Today John Mueller, Google Webmaster Trends Analyst, issued a clarification and guidance via Twitter about duplicate content confusion he’s seeing. He also clarified what doesn’t qualify as duplicate content.
Trailing Slash on Root/Hostname
Trailing slashes on root/hostnames don’t matter. What that means is that it doesn’t matter if there is a forward slash at the end of your domain name or not, they both equal the same thing. That means you can accidentally have the home page linked throughout your site as www.example.com/ and www.example.com and Google won’t see it as a duplicate content issue.
This is a good clarification because it means you no longer have to worry about that (non) issue.
Forward Slash at End of Files are Seen as Duplicate
This is important to understand. File names with and without a forward slash can be seen as duplicate. Thus if your web page can be reached by example.com/fish and example.com/fish/, you have a duplicate content issue. If the real URL is /fish/ then your server should be redirecting /fish to /fish/.
Different Protocols DO Matter
Here is where the duplicate content issue becomes real. John Mueller points out that Google will see the same page as a two different pages if you write the same URL with a different protocol.
For example, https://www.example.com is going to be seen as different from http://www.example.com. As long as you have 301 redirects to handle that, then you’re fine. But if you don’t, then Google may see that as a problem. And it could be a problem.
How a Competitor Can Confuse Google
Some servers will still serve a web page as HTTPS, even if you don’t have a security certificate. Google will see that as a duplicate web page. All it takes is for a competitor to begin linking to your site with https to get Google indexing a duplicate web page.
And some servers may not serve a non-SSL web page at all via HTTPS if no redirects are in place to handle that request.
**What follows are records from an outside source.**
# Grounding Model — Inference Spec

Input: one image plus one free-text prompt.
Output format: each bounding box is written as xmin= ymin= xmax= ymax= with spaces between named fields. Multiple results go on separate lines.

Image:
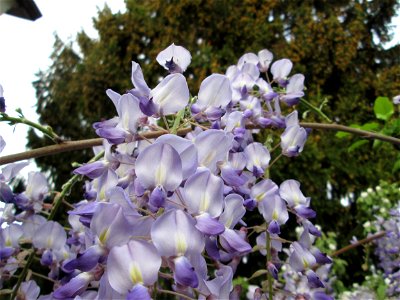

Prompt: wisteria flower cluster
xmin=0 ymin=44 xmax=331 ymax=299
xmin=372 ymin=205 xmax=400 ymax=297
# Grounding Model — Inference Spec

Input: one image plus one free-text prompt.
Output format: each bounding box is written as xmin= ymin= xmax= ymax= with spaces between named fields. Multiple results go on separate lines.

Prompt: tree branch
xmin=329 ymin=231 xmax=386 ymax=257
xmin=300 ymin=122 xmax=400 ymax=145
xmin=0 ymin=123 xmax=400 ymax=165
xmin=0 ymin=128 xmax=192 ymax=165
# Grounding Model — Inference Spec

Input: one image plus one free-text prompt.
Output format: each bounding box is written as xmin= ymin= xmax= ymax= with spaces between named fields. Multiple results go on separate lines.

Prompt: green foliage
xmin=336 ymin=97 xmax=400 ymax=173
xmin=374 ymin=97 xmax=394 ymax=121
xmin=28 ymin=0 xmax=400 ymax=290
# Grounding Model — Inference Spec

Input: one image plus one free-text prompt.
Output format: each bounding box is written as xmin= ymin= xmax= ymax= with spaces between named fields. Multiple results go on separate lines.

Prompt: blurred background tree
xmin=28 ymin=0 xmax=400 ymax=288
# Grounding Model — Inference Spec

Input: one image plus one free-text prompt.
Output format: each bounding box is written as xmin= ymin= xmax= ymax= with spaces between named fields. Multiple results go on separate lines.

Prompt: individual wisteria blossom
xmin=271 ymin=58 xmax=293 ymax=86
xmin=0 ymin=44 xmax=331 ymax=299
xmin=0 ymin=84 xmax=6 ymax=112
xmin=373 ymin=205 xmax=400 ymax=297
xmin=258 ymin=49 xmax=274 ymax=72
xmin=0 ymin=135 xmax=6 ymax=153
xmin=107 ymin=240 xmax=161 ymax=299
xmin=393 ymin=95 xmax=400 ymax=104
xmin=281 ymin=111 xmax=307 ymax=157
xmin=17 ymin=280 xmax=40 ymax=299
xmin=244 ymin=143 xmax=271 ymax=177
xmin=191 ymin=74 xmax=232 ymax=120
xmin=156 ymin=43 xmax=192 ymax=73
Thus, if your non-SSL site doesn’t have redirects in place to handle requests for an HTTPS version, and your server’s response is to deliver a “site can’t be reached” error, a competitor can create links to the non-existent HTTPS version, Google may see that as a separate page, according to Google’s John Mueller.
According to John Mueller’s illustration:
“Different protocols & hostnames do matter…”
Then he uses this example:
http://www.example.com/ is not the same as https://www.example.com/
John Mueller then illustrated more examples of duplicate content:
Is not the same as this URL:
Is not the same as this:
All of the above examples represent ways a competitor can link to your site and create what Google will see as duplicate content. Will this duplicate content hurt your rankings? Probably not. Except for site is down errors, Google is usually pretty good at figuring out that two pages are the same then combining them. Still, it’s a good practice to not confuse the search bots.
How to Protect Yourself from Duplicate Content Issues?
1. Canonical Tag
Define a canonical page for each page. This tells Google which version of your URL is the correct one. While Google is not obligated to obey the canonical, it will take it as a confirmation and a hint of which URL is the correct one to show in the search results pages.
2. Test how your server responds to requests for secure and insecure URLs
You may need to add 301 redirects to compensate for duplicate URL or site is down errors.
3. Audit your URLs
Crawl your page with Screaming Frog (paid) or XENU Link Sleuth (free) and review your URLs for any duplicates or page not found errors.
4. Investigate 404 Errors
Check your server logs, traffic analytics or Google Search Console and track down the sources of any 404 page not found erorrs. 404 errors should always be investigated.
John Mueller’s clarification about what is and what is not a duplicate page to Google is important. It’s good to have official clarification. And although you may find issues, I’m fairly confident that in most cases Google will figure out which page is the right page, so there isn’t a need to panic. However, SEO is literally about thousands of little details and this is just one of them.